"Sweet Salazar," Draco groaned, and promptly deposited his most recent meal in the ornamental vase her mother had kept on the dining room table for as long as Hermione could remember. She stared at him in disbelief, her rage of only seconds ago forgotten. This had to have been one of their shortest Apparitions since they'd begun this crazy journey, and he chose this time to throw up? In one of the ugliest vases known to man?

"Delayed Apparition Sickness," Lucius explained, watching as his son retched violently. "It can sometimes strike after multiple Apparitions in too close a time frame."

His explanation was concise, informative, and completely detached. Did the man not realize that his son was in distress?

"Oh, for heaven's sake," Hermione exclaimed, and pushed through the group of statue-like wizards to stand beside Draco.
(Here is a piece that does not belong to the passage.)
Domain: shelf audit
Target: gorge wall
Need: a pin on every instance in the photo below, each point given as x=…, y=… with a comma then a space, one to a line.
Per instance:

Nose wrinkled, she let her hand hover over him for a moment before allowing it to rest on the small of his back as he remained bent over at the waist. When his stomach settled, he took in great gulps of air.
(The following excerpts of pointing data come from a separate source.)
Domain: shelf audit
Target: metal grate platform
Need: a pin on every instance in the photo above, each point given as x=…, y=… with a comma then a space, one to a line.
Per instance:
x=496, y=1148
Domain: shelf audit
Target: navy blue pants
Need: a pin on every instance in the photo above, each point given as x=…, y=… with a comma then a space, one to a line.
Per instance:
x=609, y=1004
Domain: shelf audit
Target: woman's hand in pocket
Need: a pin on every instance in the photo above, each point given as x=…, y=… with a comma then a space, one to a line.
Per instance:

It was strange, she thought, to see his shoulders tremble. To see him in a weakened state. Draco, apparently, didn't care for it either and took a step away from her, effectively removing her hand from where it had been resting on his back. The strength of the sting she felt at his rejection surprised her. They'd been friendly for several months as they'd worked on restoring Hogwarts, but they hadn't been particularly close. For him to be uncomfortable with her touch was reasonable, though she could admit that it pricked her pride, especially since he'd made a point of holding her, comforting her, in Moaning Myrtle's lavatory.

He stood quietly for a moment, obviously still fighting the effects of the apparition sickness. When he turned to face her, she saw his sheepish expression and realized that he hadn't rejected her, he'd merely fallen victim to misplaced male pride.
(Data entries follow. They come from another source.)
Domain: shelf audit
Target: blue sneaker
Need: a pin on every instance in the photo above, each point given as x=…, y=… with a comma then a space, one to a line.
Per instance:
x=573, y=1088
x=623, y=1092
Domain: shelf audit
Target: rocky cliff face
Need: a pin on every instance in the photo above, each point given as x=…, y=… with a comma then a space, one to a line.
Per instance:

Well. She hadn't let Harry or Ron get away with that sort of thing, and she had no intention of making an exception for Draco. Threading her arm through his and tugging him back to the group, she faced Dumbledore and her fears head on.

"What next?" she demanded. "We've seen me sleep. We've seen my parents eat. Are we really here now to watch my parents do crossword puzzles?"

Because, in fact, that was exactly what Mr and Mrs Granger were doing. They were seated on the comfortable living room furniture, Mr Granger in his recliner and Mrs Granger on a love seat, both with pencils poised over their puzzles.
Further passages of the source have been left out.